4 Peter began to explain to them step by step: 5 “I was in the town of Joppa praying, and I saw, in a trance, an object that resembled a large sheet coming down, being lowered by its four corners from heaven, and it came to me. 6 When I looked closely and considered it, I saw the four-footed animals of the earth, the wild beasts, the reptiles, and the birds of the sky. 7 I also heard a voice telling me, ‘Get up, Peter; kill and eat.’
8 “‘No, Lord!’ I said. ‘For nothing impure or ritually unclean has ever entered my mouth.’ 9 But a voice answered from heaven a second time, ‘What God has made clean, you must not call impure.’
10 “Now this happened three times, and everything was drawn up again into heaven. 11 At that very moment, three men who had been sent to me from Caesarea arrived at the house where we were. 12 The Spirit told me to accompany them with no doubts at all. These six brothers also accompanied me, and we went into the man’s house. 13 He reported to us how he had seen the angel standing in his house and saying, ‘Send[a] to Joppa, and call for Simon, who is also named Peter. 14 He will speak a message to you by which you and all your household will be saved.’
15 “As I began to speak, the Holy Spirit came down on them, just as on us at the beginning. 16 I remembered the word of the Lord, how he said, ‘John baptized with water, but you will be baptized with the Holy Spirit.’ 17 If, then, God gave them the same gift that he also gave to us when we believed in the Lord Jesus Christ, how could I possibly hinder God?”

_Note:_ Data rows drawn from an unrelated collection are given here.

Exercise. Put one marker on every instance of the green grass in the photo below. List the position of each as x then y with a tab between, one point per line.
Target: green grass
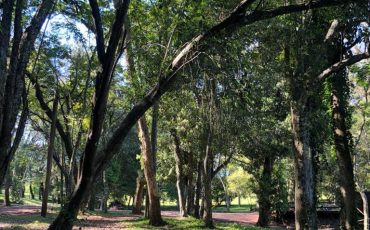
184	223
30	221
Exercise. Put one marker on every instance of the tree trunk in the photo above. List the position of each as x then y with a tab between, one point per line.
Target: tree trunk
7	184
138	200
91	203
105	195
207	183
343	150
12	78
198	191
31	192
190	186
146	211
365	205
155	218
180	174
49	162
305	198
264	193
239	202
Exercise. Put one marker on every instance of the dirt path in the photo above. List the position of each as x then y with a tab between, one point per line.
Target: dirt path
28	217
240	218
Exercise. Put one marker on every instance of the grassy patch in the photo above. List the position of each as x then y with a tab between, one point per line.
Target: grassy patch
31	221
184	223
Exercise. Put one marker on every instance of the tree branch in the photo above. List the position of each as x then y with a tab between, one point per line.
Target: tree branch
44	106
342	64
238	18
98	29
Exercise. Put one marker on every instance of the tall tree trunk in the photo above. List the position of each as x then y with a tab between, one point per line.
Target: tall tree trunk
31	192
139	193
198	191
264	193
7	184
146	211
155	218
12	78
180	174
207	183
365	205
304	192
91	202
190	187
105	195
305	197
343	150
49	162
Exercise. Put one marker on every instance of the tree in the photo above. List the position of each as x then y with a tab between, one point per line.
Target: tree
12	80
94	160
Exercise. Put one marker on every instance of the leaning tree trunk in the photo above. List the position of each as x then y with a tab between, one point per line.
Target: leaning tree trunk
190	187
343	150
155	218
264	196
139	193
49	162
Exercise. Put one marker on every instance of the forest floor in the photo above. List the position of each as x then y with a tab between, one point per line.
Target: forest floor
28	217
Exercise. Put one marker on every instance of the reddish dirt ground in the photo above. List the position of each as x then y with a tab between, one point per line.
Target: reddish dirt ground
92	222
240	218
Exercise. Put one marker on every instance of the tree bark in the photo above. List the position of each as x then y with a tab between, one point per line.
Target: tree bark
105	195
343	149
180	174
49	162
264	193
365	205
91	203
93	162
198	191
190	186
7	184
155	218
31	192
305	198
12	78
139	193
207	183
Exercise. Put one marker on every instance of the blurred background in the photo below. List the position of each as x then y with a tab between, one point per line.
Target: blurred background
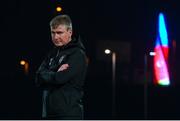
127	27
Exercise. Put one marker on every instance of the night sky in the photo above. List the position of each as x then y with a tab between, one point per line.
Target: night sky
25	34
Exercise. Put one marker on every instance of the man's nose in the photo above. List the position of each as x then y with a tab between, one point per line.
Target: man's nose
55	36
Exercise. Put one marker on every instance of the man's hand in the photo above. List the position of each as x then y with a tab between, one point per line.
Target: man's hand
63	67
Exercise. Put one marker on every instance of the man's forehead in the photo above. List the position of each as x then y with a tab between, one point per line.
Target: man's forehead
61	26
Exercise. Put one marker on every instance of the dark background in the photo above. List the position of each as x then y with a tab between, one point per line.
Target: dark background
131	24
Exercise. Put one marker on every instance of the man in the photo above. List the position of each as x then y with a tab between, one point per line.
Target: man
61	75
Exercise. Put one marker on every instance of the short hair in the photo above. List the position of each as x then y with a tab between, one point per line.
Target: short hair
61	20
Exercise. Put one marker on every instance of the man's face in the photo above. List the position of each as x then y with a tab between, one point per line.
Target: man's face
61	35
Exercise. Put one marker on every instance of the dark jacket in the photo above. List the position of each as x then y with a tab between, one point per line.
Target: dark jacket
63	90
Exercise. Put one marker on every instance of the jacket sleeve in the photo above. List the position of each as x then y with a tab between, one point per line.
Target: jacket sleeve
76	62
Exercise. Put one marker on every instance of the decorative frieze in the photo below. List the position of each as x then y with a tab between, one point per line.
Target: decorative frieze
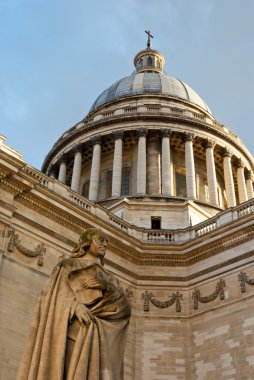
175	298
15	242
244	279
219	291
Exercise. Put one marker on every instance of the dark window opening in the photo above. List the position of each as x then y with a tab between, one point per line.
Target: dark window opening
149	61
125	185
85	191
156	223
181	190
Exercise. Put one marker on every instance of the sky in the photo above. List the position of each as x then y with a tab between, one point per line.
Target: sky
57	56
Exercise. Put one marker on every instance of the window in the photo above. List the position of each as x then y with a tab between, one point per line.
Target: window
149	61
125	186
109	184
85	191
156	222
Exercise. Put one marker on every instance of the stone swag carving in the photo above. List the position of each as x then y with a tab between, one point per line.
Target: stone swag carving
175	298
81	319
219	291
15	242
244	279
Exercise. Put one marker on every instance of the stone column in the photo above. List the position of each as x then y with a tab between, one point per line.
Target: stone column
242	190
190	166
141	164
228	179
62	170
95	169
76	173
153	164
211	173
51	172
249	185
117	164
166	165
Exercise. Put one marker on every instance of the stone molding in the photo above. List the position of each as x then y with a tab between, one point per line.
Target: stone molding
165	133
96	140
219	291
142	132
226	152
188	137
244	279
174	298
15	242
117	135
209	144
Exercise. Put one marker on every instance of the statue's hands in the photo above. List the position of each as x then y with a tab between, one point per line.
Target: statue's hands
83	314
97	282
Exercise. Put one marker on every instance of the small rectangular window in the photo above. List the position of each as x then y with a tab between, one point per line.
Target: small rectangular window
125	185
156	222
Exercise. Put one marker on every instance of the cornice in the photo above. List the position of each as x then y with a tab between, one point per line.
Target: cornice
7	206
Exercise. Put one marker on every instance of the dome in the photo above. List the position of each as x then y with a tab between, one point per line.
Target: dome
148	82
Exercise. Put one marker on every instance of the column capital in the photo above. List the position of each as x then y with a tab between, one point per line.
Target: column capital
209	144
51	170
240	163
142	132
117	135
166	132
188	137
77	149
62	158
226	152
96	140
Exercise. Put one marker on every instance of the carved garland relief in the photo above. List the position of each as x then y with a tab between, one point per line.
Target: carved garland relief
15	242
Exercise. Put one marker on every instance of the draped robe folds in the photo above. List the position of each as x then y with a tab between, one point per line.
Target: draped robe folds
59	347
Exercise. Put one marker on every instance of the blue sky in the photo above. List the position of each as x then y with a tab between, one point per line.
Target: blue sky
57	56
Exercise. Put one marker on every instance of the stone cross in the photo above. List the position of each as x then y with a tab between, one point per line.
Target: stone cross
149	38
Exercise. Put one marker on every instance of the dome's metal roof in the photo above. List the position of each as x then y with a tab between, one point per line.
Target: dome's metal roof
149	83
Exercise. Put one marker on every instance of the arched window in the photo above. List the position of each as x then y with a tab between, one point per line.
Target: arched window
149	61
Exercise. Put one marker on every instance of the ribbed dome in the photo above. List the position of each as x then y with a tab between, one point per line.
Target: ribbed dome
149	83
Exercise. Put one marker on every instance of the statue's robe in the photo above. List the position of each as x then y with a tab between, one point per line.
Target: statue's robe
58	346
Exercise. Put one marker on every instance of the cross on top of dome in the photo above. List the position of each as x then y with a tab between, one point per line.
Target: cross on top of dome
149	59
149	45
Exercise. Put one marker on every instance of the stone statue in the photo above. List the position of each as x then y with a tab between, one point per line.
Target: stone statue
79	328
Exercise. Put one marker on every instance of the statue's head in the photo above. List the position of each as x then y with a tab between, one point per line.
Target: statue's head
91	239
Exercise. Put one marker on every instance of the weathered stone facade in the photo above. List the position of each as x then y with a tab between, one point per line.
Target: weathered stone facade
189	276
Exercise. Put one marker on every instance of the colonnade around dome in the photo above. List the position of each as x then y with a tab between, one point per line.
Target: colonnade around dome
153	162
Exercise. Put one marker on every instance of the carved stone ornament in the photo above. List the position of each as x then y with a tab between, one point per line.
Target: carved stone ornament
96	140
219	291
15	242
244	279
175	298
165	132
142	132
117	135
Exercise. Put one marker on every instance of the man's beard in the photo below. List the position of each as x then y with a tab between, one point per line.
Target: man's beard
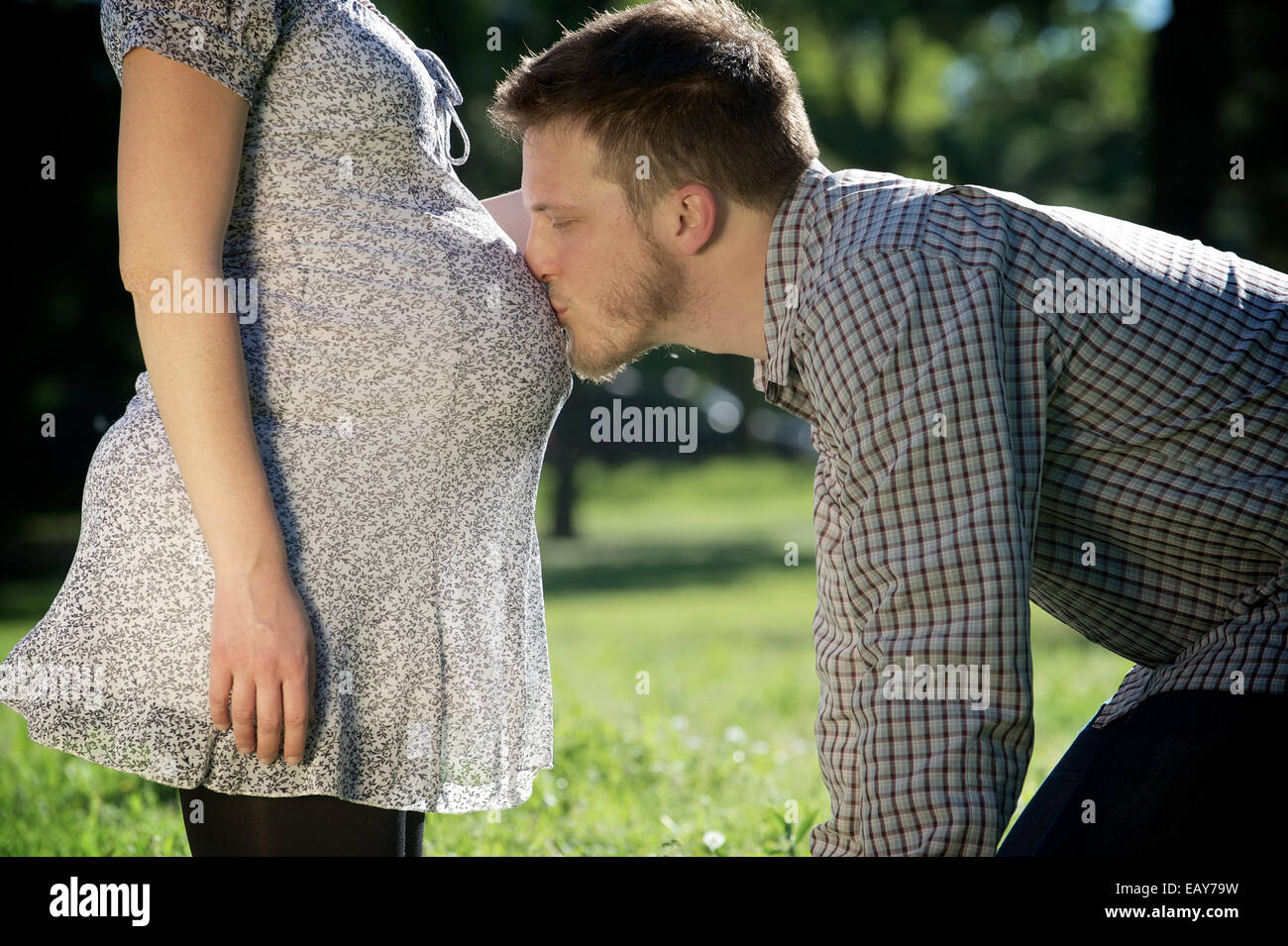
630	312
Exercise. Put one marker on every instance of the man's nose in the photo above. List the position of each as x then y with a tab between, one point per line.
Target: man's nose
537	255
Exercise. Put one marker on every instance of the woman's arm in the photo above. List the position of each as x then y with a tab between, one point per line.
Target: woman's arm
510	216
178	158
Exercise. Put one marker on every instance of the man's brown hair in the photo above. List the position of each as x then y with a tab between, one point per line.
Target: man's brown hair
697	86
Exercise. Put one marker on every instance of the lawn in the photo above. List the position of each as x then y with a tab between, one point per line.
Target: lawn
684	683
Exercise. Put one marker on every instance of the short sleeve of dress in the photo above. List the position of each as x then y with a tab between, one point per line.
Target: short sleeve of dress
228	40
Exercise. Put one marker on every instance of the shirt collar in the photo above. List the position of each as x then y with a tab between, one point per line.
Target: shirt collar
791	229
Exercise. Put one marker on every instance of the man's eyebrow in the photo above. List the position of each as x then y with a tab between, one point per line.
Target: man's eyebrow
545	205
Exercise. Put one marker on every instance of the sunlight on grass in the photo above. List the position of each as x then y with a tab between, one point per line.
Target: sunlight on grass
683	670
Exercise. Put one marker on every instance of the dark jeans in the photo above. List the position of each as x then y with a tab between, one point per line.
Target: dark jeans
1185	774
301	826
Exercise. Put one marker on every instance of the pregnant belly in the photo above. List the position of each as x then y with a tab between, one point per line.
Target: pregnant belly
452	327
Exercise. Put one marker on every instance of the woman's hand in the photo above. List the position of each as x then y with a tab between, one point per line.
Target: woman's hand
262	652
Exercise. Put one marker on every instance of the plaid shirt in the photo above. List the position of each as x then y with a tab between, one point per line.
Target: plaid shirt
997	422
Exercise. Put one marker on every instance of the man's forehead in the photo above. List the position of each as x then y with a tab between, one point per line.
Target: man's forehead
555	167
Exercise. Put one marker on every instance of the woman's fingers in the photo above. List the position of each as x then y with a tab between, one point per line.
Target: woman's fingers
295	709
268	718
220	684
244	713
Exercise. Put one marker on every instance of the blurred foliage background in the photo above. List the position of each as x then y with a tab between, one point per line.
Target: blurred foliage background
1142	128
655	559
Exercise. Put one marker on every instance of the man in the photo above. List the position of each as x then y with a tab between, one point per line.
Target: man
1009	402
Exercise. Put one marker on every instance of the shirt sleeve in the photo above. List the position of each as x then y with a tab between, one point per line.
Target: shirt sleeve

18 When they heard this they became silent. And they glorified God, saying, “So then, God has given repentance resulting in life even to the Gentiles.”
The Church in Antioch
19 Now those who had been scattered as a result of the persecution that started because of Stephen made their way as far as Phoenicia, Cyprus, and Antioch, speaking the word to no one except Jews. 20 But there were some of them, men from Cyprus and Cyrene, who came to Antioch and began speaking to the Greeks[b] also, proclaiming the good news about the Lord Jesus. 21 The Lord’s hand was with them, and a large number who believed turned to the Lord. 22 News about them reached[c] the church in Jerusalem, and they sent out Barnabas to travel[d] as far as Antioch. 23 When he arrived and saw the grace of God, he was glad and encouraged all of them to remain true to the Lord with devoted hearts, 24 for he was a good man, full of the Holy Spirit and of faith. And large numbers of people were added to the Lord.
25 Then he[e] went to Tarsus to search for Saul, 26 and when he found him he brought him to Antioch. For a whole year they met with the church and taught large numbers. The disciples were first called Christians at Antioch.
27 In those days some prophets came down from Jerusalem to Antioch. 28 One of them, named Agabus, stood up and predicted by the Spirit that there would be a severe famine throughout the Roman world.[f] This took place during the reign of Claudius. 29 Each of the disciples, according to his ability, determined to send relief to the brothers and sisters who lived in Judea. 30 They did this, sending it to the elders by means of Barnabas and Saul.